Driving the Dino 308 GT4, the Most Controversial Ferrari in History

Featuring a slew of firsts, the Ferrari Dino 308 GT4 was wrapped in controversy, failed in sales and has been looked down upon by aficionados for years. Today there is a resurgence in the interest of this ill-fated groundbreaker.

To Dino or not to Dino. | BH

Anthony Rimicci had no choice in his obsession with all things Italian motoring: hours after being born, he was brought home in a Fiat 131 Brava; his father owned an Italian automotive repair shop; and his last name is Rimicci, for pete’s sake. After taking over the family business, Rimicci began his collection, primarily featuring Alfa Romeos and Fiats until one day he decided it was time to pick up something else he’d been eyeing for a while: the controversial Ferrari Dino 308 GT4.

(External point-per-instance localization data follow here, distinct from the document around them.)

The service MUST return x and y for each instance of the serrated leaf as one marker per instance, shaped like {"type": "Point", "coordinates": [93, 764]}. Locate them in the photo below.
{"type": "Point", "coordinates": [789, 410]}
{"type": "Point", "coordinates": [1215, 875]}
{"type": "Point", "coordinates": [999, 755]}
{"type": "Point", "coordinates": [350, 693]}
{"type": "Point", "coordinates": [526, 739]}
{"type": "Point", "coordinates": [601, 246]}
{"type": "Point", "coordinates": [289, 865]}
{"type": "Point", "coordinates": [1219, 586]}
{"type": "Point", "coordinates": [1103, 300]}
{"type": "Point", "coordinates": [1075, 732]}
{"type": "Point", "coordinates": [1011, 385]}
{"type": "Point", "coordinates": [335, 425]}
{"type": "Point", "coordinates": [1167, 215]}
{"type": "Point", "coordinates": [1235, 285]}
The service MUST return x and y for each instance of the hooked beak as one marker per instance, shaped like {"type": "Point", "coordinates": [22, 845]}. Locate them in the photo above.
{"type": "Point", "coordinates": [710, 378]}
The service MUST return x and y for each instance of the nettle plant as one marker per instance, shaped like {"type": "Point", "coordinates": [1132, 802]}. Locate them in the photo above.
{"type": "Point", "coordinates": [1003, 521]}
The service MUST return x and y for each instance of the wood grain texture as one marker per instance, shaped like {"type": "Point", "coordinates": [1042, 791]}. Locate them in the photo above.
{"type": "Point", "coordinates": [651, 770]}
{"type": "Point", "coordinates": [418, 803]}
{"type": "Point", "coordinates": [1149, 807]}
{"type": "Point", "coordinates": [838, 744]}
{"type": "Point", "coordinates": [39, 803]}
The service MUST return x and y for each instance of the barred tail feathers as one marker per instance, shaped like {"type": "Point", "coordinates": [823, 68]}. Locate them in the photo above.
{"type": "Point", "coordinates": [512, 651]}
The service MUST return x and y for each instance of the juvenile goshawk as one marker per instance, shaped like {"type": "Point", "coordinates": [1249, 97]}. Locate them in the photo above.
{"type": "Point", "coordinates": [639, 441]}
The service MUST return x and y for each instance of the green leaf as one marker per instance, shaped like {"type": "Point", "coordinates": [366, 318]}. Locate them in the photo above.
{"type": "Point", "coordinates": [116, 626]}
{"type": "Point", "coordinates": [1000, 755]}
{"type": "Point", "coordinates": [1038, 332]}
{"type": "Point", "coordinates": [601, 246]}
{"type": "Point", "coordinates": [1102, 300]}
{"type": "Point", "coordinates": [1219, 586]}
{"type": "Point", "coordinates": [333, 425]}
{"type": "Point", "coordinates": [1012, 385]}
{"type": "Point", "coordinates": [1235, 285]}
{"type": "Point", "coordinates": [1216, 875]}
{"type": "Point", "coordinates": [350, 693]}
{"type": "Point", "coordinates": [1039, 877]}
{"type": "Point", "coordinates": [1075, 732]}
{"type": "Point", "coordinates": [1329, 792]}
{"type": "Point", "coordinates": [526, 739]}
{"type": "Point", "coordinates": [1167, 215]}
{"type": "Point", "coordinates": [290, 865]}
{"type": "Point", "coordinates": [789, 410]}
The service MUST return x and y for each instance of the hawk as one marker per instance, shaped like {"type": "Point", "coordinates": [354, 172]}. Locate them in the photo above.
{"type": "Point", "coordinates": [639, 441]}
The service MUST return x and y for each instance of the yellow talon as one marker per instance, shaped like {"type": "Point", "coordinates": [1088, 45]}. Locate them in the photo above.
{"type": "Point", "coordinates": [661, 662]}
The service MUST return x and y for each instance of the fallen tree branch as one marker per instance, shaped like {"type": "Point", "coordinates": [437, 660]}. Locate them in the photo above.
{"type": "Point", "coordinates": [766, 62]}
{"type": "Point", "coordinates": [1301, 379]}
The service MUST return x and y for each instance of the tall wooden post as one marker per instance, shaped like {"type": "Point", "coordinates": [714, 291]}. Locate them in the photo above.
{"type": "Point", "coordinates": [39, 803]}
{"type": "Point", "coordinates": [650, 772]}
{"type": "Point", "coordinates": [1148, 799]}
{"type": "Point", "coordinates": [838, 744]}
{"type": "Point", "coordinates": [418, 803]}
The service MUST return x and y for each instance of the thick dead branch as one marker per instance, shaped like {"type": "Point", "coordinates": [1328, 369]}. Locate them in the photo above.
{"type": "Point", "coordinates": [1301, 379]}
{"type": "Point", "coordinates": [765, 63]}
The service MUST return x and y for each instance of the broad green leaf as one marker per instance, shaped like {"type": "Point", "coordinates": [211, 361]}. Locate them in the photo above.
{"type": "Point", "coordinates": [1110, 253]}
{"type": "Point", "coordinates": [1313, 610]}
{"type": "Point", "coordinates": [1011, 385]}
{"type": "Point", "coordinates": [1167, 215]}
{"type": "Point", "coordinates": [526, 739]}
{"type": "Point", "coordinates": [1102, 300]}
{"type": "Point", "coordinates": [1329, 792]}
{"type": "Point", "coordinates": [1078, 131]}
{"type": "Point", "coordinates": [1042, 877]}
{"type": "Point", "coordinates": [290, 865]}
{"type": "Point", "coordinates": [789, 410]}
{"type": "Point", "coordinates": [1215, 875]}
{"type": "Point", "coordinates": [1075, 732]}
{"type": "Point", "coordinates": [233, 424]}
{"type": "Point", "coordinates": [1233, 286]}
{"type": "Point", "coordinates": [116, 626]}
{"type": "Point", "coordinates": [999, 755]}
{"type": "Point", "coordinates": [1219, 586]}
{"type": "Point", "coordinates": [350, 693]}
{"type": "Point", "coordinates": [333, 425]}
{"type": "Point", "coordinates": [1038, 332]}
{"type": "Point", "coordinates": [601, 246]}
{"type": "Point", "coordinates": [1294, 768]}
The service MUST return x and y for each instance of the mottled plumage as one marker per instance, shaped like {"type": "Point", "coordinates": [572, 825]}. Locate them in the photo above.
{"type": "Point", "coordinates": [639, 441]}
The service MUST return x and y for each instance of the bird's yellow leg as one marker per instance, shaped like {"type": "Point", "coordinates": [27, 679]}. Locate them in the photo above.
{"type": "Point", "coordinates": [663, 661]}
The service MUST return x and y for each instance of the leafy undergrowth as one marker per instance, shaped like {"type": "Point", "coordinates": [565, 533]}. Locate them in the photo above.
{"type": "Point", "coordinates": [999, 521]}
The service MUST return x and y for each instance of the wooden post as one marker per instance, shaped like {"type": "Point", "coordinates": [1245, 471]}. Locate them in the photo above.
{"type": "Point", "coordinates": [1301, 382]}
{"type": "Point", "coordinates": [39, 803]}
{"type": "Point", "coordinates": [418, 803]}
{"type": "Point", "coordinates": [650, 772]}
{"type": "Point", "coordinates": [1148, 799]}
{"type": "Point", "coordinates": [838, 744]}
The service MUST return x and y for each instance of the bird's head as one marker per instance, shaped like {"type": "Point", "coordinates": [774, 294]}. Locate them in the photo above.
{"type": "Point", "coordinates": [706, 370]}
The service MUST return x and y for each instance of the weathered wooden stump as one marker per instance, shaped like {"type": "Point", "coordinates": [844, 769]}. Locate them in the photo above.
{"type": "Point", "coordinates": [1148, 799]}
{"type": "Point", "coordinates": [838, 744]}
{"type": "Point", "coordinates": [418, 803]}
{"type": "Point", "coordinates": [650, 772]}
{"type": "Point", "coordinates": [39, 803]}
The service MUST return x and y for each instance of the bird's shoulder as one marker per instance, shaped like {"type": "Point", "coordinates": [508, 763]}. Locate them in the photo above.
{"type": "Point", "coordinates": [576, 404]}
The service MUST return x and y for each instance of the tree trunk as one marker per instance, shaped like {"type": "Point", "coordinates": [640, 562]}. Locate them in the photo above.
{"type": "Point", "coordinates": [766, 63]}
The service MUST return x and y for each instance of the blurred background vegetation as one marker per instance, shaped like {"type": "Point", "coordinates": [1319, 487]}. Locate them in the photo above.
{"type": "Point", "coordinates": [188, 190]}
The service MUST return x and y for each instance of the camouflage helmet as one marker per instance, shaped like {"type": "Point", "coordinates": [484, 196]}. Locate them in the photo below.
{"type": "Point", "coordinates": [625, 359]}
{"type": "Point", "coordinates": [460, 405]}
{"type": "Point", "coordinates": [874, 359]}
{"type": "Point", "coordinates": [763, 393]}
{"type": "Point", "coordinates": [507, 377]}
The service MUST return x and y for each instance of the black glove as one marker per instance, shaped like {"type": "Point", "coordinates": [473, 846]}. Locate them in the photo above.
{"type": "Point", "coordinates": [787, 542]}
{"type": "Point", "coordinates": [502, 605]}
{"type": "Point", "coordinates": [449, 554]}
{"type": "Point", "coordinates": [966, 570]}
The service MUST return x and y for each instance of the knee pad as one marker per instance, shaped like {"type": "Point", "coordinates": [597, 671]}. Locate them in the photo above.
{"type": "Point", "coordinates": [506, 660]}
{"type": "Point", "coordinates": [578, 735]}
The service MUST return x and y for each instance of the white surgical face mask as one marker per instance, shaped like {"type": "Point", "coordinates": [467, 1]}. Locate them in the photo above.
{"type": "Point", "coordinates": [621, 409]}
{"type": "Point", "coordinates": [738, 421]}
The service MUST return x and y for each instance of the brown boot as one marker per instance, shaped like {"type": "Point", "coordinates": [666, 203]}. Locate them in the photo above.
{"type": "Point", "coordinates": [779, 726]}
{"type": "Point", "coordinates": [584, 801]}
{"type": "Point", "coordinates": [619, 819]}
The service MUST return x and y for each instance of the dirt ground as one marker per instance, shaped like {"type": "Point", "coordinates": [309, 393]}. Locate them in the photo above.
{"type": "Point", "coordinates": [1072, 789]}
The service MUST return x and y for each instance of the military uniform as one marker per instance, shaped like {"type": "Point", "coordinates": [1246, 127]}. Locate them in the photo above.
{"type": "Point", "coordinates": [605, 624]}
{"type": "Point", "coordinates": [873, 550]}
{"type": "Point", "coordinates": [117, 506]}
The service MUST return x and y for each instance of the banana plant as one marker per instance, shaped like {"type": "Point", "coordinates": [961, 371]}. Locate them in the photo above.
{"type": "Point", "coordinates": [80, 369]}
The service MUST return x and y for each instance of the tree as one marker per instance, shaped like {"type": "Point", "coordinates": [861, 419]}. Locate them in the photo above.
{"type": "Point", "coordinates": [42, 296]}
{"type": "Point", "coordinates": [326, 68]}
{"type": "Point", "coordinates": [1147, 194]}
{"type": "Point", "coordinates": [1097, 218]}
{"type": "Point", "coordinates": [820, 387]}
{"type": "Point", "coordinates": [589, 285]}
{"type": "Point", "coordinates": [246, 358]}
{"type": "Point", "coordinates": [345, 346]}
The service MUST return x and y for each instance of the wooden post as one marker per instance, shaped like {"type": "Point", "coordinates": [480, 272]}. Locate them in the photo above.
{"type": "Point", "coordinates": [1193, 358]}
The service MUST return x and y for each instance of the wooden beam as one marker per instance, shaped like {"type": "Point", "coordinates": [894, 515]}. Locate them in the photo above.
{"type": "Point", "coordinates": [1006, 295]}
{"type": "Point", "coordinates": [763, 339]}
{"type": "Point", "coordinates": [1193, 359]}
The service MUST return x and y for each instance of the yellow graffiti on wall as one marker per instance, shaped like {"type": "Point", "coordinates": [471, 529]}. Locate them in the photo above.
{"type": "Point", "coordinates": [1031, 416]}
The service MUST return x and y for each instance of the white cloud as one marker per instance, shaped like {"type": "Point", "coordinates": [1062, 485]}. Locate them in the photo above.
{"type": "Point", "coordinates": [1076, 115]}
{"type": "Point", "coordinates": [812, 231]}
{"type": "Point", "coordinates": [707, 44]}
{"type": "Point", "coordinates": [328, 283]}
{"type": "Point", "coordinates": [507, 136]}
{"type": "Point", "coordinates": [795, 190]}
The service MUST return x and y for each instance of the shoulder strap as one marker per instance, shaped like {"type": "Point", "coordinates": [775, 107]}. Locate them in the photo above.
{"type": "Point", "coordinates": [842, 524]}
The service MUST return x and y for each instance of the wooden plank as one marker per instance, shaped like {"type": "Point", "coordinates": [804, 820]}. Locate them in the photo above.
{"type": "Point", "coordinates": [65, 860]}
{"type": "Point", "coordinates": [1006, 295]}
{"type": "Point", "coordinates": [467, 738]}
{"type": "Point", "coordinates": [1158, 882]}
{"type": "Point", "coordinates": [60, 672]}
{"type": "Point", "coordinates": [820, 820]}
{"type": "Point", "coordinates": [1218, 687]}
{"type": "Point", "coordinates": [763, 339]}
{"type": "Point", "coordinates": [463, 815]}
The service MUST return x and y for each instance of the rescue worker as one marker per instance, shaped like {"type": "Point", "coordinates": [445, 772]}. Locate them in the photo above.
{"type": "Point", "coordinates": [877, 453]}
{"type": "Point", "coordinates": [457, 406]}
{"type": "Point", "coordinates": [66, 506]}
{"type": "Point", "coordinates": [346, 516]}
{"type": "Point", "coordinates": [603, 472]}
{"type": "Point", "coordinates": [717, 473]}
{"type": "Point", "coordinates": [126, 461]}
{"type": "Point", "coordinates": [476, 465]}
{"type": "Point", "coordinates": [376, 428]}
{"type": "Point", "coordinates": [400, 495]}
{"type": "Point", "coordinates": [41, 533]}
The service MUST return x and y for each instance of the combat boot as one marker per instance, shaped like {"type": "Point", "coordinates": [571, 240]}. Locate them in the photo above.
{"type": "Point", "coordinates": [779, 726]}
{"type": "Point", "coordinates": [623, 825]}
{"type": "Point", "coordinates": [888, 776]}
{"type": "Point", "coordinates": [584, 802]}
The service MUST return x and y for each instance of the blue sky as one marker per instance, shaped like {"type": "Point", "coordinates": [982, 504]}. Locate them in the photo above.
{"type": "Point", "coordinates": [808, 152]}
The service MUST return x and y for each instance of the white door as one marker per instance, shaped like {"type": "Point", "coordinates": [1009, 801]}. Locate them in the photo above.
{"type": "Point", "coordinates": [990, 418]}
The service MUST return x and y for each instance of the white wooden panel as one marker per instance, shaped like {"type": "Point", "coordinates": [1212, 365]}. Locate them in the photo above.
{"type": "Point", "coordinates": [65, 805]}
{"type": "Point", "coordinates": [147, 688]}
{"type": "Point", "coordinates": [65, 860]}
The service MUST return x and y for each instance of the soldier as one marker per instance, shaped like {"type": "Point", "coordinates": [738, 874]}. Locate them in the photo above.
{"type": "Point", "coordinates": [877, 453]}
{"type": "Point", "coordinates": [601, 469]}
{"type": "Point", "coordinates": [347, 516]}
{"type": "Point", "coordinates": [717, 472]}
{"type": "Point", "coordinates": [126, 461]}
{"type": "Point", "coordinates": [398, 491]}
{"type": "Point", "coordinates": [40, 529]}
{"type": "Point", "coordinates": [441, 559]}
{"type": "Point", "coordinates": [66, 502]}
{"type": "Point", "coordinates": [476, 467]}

The Dino 308 GT4 has long been looked down on by collectors, despite being groundbreaking for Ferrari. It was their first production car to feature a mid-engine V8, the first Bertone design after a long line of curvy, sexy Pininfarina creations, and the first Ferrari sold as new in the U.S. The name “Dino” came from Enzo Ferrari’s only son, Alfredo or Alfredino to his family, on whom the legacy of the Ferrari name hung. Unfortunately, Dino had muscular dystrophy and passed away at age 24; though the act of naming the car after him would eventually be cemented in automotive history, at the time, it confused customers and was partly at fault for the car’s poor sales.

Nearly forty years after his car hit the States, we got a chance to chat with Rimicci about how he bought the car accidentally, how the Dino badge has become cool again, and what it’s like to drive this icon.